Since extracted genomes of known phyla often represent novel lineages at lower taxonomic levels, we attempt to identify their phylogenetic placements. Seventeen genomes (shown in bold in Fig. 2C, D), including four unassigned genomes, were complete enough for phylogenetic tree construction based on 56 single copy marker genes2 (Fig. 4; Methods). All marker gene based phylogenetic assignments were consistent with annotation based assignments. We identified 13 genomes with short to medium branch length from known lineages (red), and three deeply branching lineages that may represent potentially novel phyla (red and starred). In additional to bacterial lineages, we also extracted partial archaeal genomes belonging to Euryarchaeota (Mound #16) and Bathyarchaeota (Mound #14) (Fig. 4). The remaining two genomes (Bijah #14 and Mound #3) with unassigned phylogeny that were also not complete enough for incorporation into the final phylogenetic tree were examined independently. Phylogenetic trees built from blast results of individual ribosomal protein sequences suggest that both genomes belong to the phylum Ignavibacteriae (Fig. S11, S12).
To understand more about the metabolism of these organisms, we performed BLAST of all ORFs contained in each genome against the KEGG database and mapped results onto KEGG modules (Methods). Figure S12 illustrates the proportion of identified KEGG module genes from each genome belonging to pathways associated with nitrogen, methane, and sulfur metabolism. At the community level, the Mound Spring population displays more potential for methanogenesis than the Bijah Spring population, and methanogenesis can be carried out by members of the Euryarchaeota (Mound # 16) lineages involving mcr and hdr complex16. Formaldehyde assimilation, on the other hand, can be carried out in both communities. In nitrogen metabolism, we identified five genomes (Mound #40 #2 #19 #21 and Bijah #2) carrying nar, nrf, and nir genes, possibly participating in the conversion of nitrate to ammonia17-19. Interestingly, the archaeal genome belonging to Euryarchaeota (Mound #16) carries nifD and nifH, capable of converting nitrogen directly to ammonia20 (Fig. 5B). Although we did not identify denitrification genes in the Mound Spring community, a genome extracted from Bijah Spring belonging to Spirochaetes carries nirS, norBC, and nosZ genes, capable of reducing nitrite to nitrogen (Fig. 5A).

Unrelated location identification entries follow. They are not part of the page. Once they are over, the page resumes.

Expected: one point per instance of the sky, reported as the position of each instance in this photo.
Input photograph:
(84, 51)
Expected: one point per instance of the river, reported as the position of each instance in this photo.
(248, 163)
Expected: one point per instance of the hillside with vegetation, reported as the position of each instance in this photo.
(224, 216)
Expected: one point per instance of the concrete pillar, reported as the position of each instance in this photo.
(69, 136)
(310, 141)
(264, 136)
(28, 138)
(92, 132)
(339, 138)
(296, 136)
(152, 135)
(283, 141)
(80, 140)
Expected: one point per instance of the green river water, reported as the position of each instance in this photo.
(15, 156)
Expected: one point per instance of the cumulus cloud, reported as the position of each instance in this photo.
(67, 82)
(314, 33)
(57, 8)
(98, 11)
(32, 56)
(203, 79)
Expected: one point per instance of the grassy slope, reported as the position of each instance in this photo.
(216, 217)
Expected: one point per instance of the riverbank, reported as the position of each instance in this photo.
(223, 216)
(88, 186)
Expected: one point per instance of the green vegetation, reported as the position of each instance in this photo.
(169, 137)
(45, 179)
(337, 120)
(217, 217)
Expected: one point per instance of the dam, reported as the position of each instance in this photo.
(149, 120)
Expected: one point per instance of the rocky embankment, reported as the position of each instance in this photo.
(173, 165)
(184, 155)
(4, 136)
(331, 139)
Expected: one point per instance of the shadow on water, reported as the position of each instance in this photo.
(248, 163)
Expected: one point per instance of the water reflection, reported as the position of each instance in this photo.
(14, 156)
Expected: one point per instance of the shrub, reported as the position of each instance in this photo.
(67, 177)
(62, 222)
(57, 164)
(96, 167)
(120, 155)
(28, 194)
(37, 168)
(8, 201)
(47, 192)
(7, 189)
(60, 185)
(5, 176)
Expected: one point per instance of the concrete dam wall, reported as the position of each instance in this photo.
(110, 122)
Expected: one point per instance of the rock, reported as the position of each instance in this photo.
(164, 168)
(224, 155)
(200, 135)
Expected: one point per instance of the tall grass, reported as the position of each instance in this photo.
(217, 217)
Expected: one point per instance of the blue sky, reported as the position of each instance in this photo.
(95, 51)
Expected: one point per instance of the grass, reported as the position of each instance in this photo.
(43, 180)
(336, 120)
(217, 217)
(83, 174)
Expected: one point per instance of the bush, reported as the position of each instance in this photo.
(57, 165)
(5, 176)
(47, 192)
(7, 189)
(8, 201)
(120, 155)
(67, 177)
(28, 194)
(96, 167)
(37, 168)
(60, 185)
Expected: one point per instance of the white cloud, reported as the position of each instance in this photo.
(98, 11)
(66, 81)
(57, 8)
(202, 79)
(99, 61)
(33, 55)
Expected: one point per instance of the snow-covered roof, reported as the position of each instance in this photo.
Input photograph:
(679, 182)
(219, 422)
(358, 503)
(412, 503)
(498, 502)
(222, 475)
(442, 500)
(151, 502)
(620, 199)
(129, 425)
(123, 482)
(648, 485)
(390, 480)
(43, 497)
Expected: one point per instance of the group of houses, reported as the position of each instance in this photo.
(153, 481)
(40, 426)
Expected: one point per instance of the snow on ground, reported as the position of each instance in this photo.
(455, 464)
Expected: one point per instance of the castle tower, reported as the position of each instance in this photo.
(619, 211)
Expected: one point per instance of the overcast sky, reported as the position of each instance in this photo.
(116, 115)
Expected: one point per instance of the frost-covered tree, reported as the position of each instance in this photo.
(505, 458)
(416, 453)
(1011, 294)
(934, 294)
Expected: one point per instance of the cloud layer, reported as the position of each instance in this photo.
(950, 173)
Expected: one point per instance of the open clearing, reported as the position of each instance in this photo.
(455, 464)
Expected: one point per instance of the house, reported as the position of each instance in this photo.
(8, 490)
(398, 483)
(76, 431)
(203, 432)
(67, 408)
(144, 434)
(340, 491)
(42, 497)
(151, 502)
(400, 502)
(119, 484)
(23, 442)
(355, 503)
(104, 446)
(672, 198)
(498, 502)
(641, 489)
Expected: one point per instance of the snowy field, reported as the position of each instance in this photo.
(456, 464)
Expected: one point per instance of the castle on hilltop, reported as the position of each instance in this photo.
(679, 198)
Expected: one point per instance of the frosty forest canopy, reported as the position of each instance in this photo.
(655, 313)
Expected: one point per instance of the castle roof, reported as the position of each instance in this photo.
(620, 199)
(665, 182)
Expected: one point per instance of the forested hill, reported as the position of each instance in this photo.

Bacterial clades associated with thermophilic environments in the Yellowstone National Park are known for their sulfur reduction (converting sulfate to sulfide) activities21,22. Two well characterized pathways are assimilatory and dissimilatory processes, where sulfur is either incorporated into cellular materials or serve only as the terminal electron acceptor23. We identified genes associated with the assimilatory sulfate reduction pathway (cysNC, sat, cysC, cysH, and cysl) from three Mound Spring genomes (Mound #40 #2 #8) and one Bijah Spring genome (Bijah #7). In the Mound Spring population, we also identified key genes (dsrAB) responsible for dissimilartory sulfate reduction from Nitrospirae (Mound #19) and Termodesulfobacteria (Mound #21) genomes (Fig. 5). These insights based on genes with known annotations demonstrate the ability of mini-metagenomics to reveal different metabolic pathways associated with individual genomes within and across environmental samples.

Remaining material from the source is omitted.